Occasionally The Teaching Company sends out a coupon (usually something like “free shipping” or “save $25 on an order of $150 or more”). Also watch for great deals on courses that are being retired or revised.

Three more reasons I love this company:

  1. The Teaching Company offers a 100% money-back guarantee (including shipping!). You cannot lose.
  2. After finishing How to Listen to and Understand Great Music, I e-mailed the company to ask for more information. I wanted to know the specific music recordings used in the lectures. (Most are spectacular.) They sent me a spreadsheet of recommended recordings. How cool is that?
  3. The company offers a couple of optional e-mail updates. I’ve signed up for a monthly notice of cultural events in Portland: concerts, performances, lectures, etc. It’s a neat service.

Other fans of The Teaching Company include Kevin Kelly, Philip Greenspun, and the fellows at 2Blowhards.

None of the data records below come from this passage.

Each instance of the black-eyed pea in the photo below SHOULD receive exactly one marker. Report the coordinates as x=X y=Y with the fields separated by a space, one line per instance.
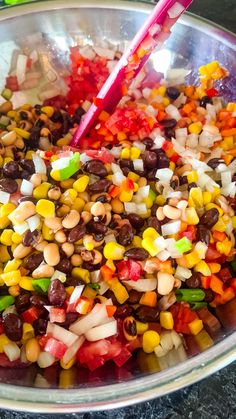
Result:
x=21 y=251
x=43 y=271
x=54 y=193
x=40 y=246
x=68 y=248
x=76 y=260
x=51 y=254
x=71 y=219
x=54 y=223
x=86 y=216
x=117 y=206
x=60 y=236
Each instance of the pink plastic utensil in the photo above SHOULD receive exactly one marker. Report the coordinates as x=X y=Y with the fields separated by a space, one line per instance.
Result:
x=152 y=35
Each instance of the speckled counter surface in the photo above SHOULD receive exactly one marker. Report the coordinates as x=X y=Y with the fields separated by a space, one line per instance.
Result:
x=212 y=398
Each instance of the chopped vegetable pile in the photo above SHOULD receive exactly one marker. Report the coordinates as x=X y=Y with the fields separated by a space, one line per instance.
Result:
x=127 y=245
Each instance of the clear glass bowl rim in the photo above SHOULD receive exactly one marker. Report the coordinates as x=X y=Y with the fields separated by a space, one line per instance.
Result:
x=144 y=388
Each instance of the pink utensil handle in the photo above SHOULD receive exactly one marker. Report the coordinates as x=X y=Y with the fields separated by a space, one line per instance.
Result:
x=153 y=33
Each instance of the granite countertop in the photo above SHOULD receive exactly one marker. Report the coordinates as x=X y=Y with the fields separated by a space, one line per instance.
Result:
x=214 y=397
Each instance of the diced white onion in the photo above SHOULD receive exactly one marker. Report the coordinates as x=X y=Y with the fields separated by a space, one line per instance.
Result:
x=73 y=349
x=164 y=175
x=40 y=166
x=12 y=351
x=142 y=285
x=102 y=332
x=175 y=10
x=61 y=334
x=33 y=222
x=4 y=197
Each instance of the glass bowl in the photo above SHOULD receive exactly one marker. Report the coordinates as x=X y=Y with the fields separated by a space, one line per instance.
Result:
x=194 y=42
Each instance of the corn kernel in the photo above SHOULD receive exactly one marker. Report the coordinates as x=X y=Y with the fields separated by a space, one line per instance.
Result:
x=81 y=184
x=41 y=191
x=195 y=128
x=151 y=233
x=45 y=208
x=6 y=237
x=195 y=326
x=125 y=153
x=141 y=327
x=16 y=238
x=151 y=339
x=166 y=320
x=6 y=209
x=113 y=251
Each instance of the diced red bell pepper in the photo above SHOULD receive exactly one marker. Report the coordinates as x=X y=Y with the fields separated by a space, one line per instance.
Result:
x=31 y=314
x=55 y=348
x=225 y=274
x=57 y=315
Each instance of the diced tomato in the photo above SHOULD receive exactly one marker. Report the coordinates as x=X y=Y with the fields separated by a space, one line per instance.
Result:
x=55 y=347
x=57 y=315
x=129 y=269
x=31 y=314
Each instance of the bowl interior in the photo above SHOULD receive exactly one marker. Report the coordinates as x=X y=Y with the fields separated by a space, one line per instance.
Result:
x=193 y=43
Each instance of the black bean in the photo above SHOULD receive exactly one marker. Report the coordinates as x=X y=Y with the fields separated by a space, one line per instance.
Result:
x=28 y=165
x=136 y=253
x=38 y=301
x=169 y=123
x=135 y=220
x=30 y=238
x=100 y=186
x=213 y=163
x=204 y=101
x=203 y=234
x=126 y=235
x=123 y=311
x=22 y=302
x=96 y=167
x=13 y=327
x=33 y=261
x=11 y=170
x=134 y=296
x=8 y=185
x=172 y=92
x=64 y=266
x=40 y=326
x=150 y=159
x=148 y=142
x=56 y=293
x=194 y=281
x=155 y=223
x=210 y=218
x=76 y=233
x=147 y=314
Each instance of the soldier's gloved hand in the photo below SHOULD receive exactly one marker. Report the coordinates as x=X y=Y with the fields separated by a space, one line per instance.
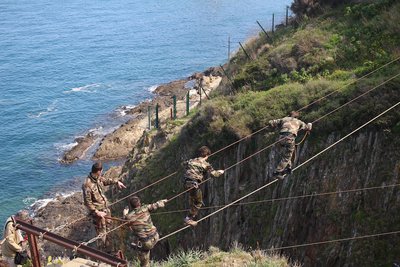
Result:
x=126 y=211
x=161 y=203
x=101 y=214
x=121 y=185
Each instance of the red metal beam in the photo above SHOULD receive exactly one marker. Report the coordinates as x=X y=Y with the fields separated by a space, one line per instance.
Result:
x=70 y=244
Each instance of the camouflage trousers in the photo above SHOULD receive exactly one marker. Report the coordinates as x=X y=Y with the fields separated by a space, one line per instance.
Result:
x=102 y=225
x=195 y=199
x=144 y=250
x=286 y=148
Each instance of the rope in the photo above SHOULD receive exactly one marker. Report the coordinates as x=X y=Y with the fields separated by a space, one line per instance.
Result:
x=103 y=234
x=285 y=198
x=150 y=185
x=356 y=98
x=365 y=124
x=335 y=240
x=362 y=77
x=246 y=137
x=224 y=207
x=265 y=127
x=270 y=183
x=263 y=149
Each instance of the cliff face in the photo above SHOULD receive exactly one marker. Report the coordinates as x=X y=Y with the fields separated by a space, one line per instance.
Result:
x=367 y=159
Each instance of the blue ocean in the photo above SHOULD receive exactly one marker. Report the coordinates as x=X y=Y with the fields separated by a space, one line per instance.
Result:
x=67 y=67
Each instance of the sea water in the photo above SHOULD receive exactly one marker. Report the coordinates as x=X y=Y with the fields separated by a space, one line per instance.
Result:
x=66 y=67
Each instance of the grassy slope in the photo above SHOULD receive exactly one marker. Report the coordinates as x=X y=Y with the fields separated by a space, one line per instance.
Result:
x=302 y=64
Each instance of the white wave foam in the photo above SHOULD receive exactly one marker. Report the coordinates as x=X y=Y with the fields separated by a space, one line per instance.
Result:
x=51 y=108
x=152 y=88
x=64 y=147
x=190 y=84
x=123 y=110
x=37 y=204
x=90 y=88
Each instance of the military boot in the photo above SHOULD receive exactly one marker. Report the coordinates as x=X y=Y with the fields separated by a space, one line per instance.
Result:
x=190 y=221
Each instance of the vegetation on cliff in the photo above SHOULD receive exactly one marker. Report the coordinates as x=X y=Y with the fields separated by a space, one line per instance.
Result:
x=305 y=61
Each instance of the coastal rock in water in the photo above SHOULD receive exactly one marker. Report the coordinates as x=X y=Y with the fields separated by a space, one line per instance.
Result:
x=119 y=143
x=78 y=151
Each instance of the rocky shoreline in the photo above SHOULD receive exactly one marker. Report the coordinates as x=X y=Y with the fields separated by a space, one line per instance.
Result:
x=118 y=144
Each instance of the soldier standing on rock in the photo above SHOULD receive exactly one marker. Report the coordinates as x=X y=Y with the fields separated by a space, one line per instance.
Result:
x=196 y=170
x=13 y=241
x=142 y=227
x=96 y=201
x=289 y=127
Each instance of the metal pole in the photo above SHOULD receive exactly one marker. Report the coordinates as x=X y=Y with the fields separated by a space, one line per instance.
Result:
x=149 y=116
x=187 y=104
x=227 y=76
x=264 y=31
x=204 y=91
x=229 y=48
x=174 y=99
x=287 y=15
x=245 y=51
x=34 y=250
x=157 y=116
x=273 y=23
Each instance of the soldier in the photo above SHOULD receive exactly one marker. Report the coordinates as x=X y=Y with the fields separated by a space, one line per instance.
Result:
x=96 y=201
x=13 y=240
x=142 y=227
x=289 y=126
x=196 y=170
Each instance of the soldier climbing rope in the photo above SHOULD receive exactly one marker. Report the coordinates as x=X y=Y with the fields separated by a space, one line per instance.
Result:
x=268 y=184
x=248 y=136
x=294 y=169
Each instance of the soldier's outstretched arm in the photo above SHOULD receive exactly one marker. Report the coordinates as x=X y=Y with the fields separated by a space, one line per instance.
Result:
x=88 y=200
x=274 y=123
x=9 y=234
x=158 y=204
x=217 y=173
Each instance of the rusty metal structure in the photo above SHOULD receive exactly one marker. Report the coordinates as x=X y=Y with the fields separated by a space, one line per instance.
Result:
x=33 y=232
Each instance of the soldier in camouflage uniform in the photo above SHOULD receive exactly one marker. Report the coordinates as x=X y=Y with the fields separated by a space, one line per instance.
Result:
x=96 y=201
x=142 y=227
x=196 y=170
x=289 y=127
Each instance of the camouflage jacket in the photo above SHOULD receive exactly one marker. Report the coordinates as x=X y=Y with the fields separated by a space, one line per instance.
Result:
x=198 y=169
x=141 y=223
x=289 y=125
x=12 y=239
x=93 y=192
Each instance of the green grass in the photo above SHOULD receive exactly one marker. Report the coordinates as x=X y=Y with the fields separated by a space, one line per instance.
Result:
x=235 y=257
x=303 y=64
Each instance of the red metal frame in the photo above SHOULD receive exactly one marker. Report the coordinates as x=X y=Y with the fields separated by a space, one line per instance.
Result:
x=34 y=231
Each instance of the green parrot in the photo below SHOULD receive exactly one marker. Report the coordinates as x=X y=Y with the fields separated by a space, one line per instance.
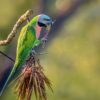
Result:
x=30 y=36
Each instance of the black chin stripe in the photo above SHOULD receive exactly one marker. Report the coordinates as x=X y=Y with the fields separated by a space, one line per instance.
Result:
x=41 y=24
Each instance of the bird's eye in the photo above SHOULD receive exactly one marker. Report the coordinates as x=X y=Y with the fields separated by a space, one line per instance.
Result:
x=46 y=19
x=41 y=24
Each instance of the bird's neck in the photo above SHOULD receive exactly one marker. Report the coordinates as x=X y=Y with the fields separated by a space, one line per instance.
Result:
x=33 y=22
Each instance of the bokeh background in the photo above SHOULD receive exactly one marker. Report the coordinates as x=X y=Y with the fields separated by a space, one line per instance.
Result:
x=73 y=60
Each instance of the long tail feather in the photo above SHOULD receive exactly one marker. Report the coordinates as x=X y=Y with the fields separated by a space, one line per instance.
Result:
x=15 y=68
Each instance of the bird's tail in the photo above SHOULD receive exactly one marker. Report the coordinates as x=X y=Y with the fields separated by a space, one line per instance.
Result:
x=15 y=68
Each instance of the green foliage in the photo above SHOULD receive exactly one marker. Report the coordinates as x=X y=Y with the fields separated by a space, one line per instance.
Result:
x=73 y=60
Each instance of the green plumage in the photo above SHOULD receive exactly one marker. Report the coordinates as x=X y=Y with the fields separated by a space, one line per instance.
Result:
x=26 y=41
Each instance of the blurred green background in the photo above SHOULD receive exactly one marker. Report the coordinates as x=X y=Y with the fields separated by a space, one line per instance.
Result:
x=73 y=60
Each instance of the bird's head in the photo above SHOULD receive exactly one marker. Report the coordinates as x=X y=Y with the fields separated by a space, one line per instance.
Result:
x=45 y=22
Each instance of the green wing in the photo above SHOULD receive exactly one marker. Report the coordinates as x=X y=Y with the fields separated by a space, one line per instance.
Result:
x=26 y=42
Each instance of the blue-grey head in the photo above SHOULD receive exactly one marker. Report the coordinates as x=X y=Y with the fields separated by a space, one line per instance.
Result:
x=45 y=21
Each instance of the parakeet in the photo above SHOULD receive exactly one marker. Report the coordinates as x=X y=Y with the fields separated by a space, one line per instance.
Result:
x=29 y=38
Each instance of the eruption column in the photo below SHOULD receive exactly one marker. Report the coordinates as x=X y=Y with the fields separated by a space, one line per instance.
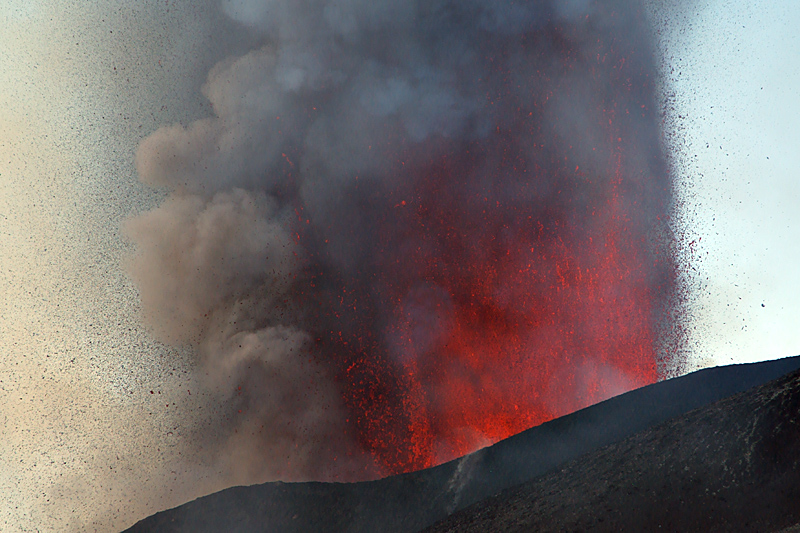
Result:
x=411 y=229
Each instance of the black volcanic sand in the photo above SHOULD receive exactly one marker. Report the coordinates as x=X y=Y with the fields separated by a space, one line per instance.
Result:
x=411 y=502
x=730 y=466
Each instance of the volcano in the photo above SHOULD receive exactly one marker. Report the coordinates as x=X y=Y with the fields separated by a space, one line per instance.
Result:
x=679 y=443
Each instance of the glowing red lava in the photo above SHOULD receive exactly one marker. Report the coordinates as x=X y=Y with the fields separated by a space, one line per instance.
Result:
x=514 y=278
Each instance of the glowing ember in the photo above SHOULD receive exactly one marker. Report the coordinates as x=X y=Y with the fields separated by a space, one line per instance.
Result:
x=498 y=297
x=411 y=230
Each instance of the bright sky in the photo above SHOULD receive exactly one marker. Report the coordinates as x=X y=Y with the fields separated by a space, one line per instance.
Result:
x=86 y=446
x=735 y=73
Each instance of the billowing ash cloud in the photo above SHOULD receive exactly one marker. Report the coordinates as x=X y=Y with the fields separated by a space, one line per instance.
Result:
x=410 y=228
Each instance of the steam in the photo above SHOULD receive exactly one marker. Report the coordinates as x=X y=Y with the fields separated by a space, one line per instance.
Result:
x=286 y=255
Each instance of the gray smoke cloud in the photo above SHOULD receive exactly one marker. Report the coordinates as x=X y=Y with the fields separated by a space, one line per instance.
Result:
x=274 y=256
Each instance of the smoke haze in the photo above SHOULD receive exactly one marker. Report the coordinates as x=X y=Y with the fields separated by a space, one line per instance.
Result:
x=409 y=229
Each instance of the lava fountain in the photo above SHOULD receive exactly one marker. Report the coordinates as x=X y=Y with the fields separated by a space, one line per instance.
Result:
x=411 y=229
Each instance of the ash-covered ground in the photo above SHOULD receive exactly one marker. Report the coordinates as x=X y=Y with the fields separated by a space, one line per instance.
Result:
x=731 y=466
x=687 y=463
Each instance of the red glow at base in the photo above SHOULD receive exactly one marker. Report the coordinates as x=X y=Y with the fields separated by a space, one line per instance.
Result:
x=506 y=296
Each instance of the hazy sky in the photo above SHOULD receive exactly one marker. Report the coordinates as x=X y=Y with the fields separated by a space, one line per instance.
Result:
x=89 y=403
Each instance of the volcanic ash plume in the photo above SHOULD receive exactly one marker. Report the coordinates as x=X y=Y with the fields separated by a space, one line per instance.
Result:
x=410 y=229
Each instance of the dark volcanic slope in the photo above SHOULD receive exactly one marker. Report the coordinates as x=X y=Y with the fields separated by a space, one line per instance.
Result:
x=731 y=466
x=413 y=501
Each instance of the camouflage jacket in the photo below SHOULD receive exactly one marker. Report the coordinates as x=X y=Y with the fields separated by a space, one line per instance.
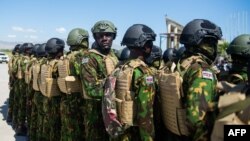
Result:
x=74 y=57
x=93 y=73
x=144 y=86
x=200 y=98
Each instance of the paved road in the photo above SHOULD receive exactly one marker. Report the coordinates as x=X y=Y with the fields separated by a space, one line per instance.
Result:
x=6 y=131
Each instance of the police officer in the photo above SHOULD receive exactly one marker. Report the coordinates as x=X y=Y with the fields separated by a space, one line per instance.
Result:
x=49 y=88
x=139 y=39
x=96 y=65
x=72 y=100
x=29 y=88
x=37 y=114
x=200 y=38
x=26 y=49
x=123 y=55
x=234 y=105
x=239 y=51
x=12 y=79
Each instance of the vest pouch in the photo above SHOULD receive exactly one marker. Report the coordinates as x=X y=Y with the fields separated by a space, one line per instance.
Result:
x=69 y=84
x=35 y=73
x=52 y=87
x=26 y=77
x=173 y=112
x=126 y=109
x=127 y=112
x=19 y=73
x=218 y=129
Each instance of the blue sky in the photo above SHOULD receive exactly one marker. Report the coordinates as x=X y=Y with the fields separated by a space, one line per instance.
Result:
x=38 y=20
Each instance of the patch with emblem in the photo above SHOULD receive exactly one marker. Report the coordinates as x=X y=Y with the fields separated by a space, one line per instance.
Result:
x=85 y=60
x=149 y=80
x=207 y=75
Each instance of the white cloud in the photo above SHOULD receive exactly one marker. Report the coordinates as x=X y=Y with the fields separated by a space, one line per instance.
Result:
x=16 y=28
x=20 y=29
x=30 y=30
x=60 y=29
x=12 y=36
x=33 y=37
x=30 y=36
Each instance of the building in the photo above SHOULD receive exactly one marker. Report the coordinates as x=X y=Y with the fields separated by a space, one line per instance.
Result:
x=172 y=35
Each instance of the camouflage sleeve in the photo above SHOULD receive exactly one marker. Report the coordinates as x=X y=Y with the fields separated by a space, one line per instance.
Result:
x=145 y=90
x=92 y=75
x=200 y=99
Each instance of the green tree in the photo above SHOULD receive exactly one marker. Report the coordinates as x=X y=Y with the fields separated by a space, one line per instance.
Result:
x=222 y=47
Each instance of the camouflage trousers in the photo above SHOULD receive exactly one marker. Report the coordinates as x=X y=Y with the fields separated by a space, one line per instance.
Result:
x=11 y=98
x=29 y=93
x=94 y=125
x=33 y=118
x=38 y=102
x=16 y=106
x=52 y=119
x=72 y=117
x=22 y=103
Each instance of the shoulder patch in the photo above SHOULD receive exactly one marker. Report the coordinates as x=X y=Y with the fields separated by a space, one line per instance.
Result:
x=149 y=80
x=207 y=75
x=85 y=60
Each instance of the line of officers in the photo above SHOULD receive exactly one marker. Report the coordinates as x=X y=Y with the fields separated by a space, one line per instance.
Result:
x=58 y=97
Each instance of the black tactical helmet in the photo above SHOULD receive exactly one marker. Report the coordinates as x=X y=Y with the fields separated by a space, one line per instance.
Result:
x=26 y=48
x=196 y=30
x=124 y=55
x=137 y=35
x=16 y=49
x=76 y=36
x=104 y=26
x=169 y=55
x=54 y=46
x=240 y=46
x=155 y=54
x=33 y=51
x=40 y=51
x=180 y=52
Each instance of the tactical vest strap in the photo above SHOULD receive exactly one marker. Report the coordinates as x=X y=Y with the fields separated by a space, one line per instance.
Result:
x=110 y=62
x=35 y=73
x=125 y=105
x=48 y=85
x=67 y=84
x=171 y=92
x=19 y=70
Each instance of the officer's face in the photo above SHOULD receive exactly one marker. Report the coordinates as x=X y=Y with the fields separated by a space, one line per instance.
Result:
x=104 y=39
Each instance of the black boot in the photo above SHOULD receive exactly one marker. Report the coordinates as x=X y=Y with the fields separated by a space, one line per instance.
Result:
x=21 y=130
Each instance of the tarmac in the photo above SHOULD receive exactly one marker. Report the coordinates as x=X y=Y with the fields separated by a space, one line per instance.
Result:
x=6 y=131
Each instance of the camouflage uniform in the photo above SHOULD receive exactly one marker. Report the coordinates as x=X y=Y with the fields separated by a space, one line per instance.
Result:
x=16 y=93
x=12 y=78
x=21 y=97
x=93 y=73
x=72 y=104
x=49 y=88
x=200 y=99
x=51 y=109
x=29 y=92
x=145 y=93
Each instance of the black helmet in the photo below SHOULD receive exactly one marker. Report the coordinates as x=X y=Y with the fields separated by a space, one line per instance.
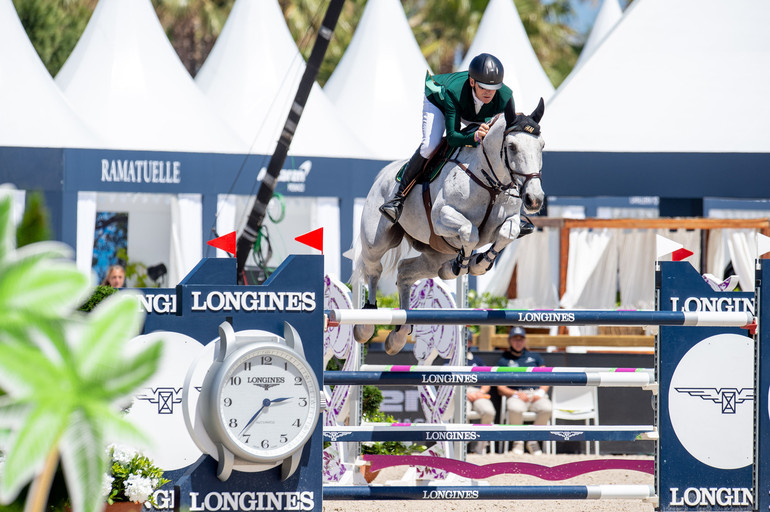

Lifelong learning is one of the keys to success. An active mind breeds curiosity, and that in turn leads to knowledge, to confidence, and ultimately to financial security. The Teaching Company offers one of the best bargains in education today.

While preparing this entry, I discovered that I’d saved four tracks (out of 432) from How to Listen to and Understand Great Music. I ripped these because I thought they were especially fine examples. I’ve uploaded them so that you can hear the quality of instruction.

From Lecture 37 (“19th-Century Italian Opera – Bel Canto Opera”) comes this comparison of two renditions of “Una Voce Poco Fa” from Rossini‘s The Barber of Seville. Here are tracks eight and nine from Greenberg’s lecture. Track eight features one recording of the bulk of the aria. Track nine features the full aria (including the introductory bits). Both tracks include some of Greenberg’s lecture. (“That, my friends, will bring the house down.”)

From Lecture 45 (“Early 20th Century and the Modernist Movement – An Introduction”), I saved a Greenberg digression that also stretches over track 8 and track 9. Here he talks about how the technological revolution of the late-19th and early-20th centuries affected music, and especially brought about the decline of “musical amateurism”. From there he digresses further, discussing how technology affects our perception of time and distance. “Are we hard-wired for this new conception of time and movement?” asks Greenberg. I love this stuff.